Dann sprang plötzlich die stählerne Wand des Raumes auf ihn zu, und das war für etliche Stunden das letzte, was er sah.

Jemand schlug Mike ins Gesicht: so leicht, daß es nicht weh tat, aber auch so hartnäckig und gleichmäßig, daß es ihm unmöglich war, das zu tun, was er am liebsten getan hätte - nämlich weiterzuschlafen. Widerwillig hob Mike das linke Augenlid, sah ein dunkles, von schwarzem Haar umrahmtes Gesicht über sich und schloß das Auge sofort wieder.

»Lßmchnruhe«, nuschelte er. Singh jedoch schlug Mike weiter geduldig abwechselnd auf die rechte und die linke Wange, bis dieser endlich die Augen öffnete und seine Hand festhielt.

»Ich denke, du bist mein Leibwächter«, sagte er. »Wieso schlägst du dann auf mich ein, als würdest du dafür bezahlt?«

Es war eine der seltenen Gelegenheiten, bei denen tatsächlich ein Lächeln auf Singhs Zügen erschien. »Ihr müßt aufwachen, Herr«, sagte er.
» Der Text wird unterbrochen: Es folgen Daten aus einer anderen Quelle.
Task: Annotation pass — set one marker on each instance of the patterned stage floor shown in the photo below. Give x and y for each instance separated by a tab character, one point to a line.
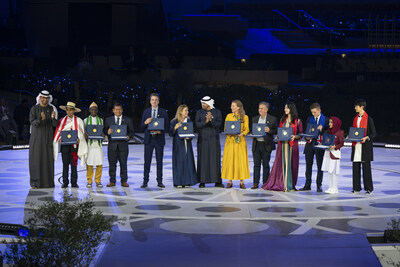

»Wenn das so ist, warum versuchst du dann, mich wieder bewußtlos zu schlagen?« maulte Mike. Er wollte nicht aufwachen. Er hatte einen so spannenden Traum gehabt. Er hatte geträumt, daß die NAUTILUS das deutsche Kriegsschiff angegriffen hatte und dabei so schwer beschädigt worden war, daß -

Geträumt?

Mike setzte sich mit einem so plötzlichen Ruck auf, daß Singh erschrocken ein Stück zurückprallte. Es war kein Traum gewesen! Sie hatten die LEOPOLD angegriffen, und das Schiff war beschädigt worden. Zumindest war das letzte, woran er sich erinnern konnte, daß Trautman wohl gründlich die Kontrolle über die NAUTILUS verloren hatte und sich das Tauchboot auf dem Weg zum Meeresboden befand, fünf Meilen unter der Wasseroberfläche.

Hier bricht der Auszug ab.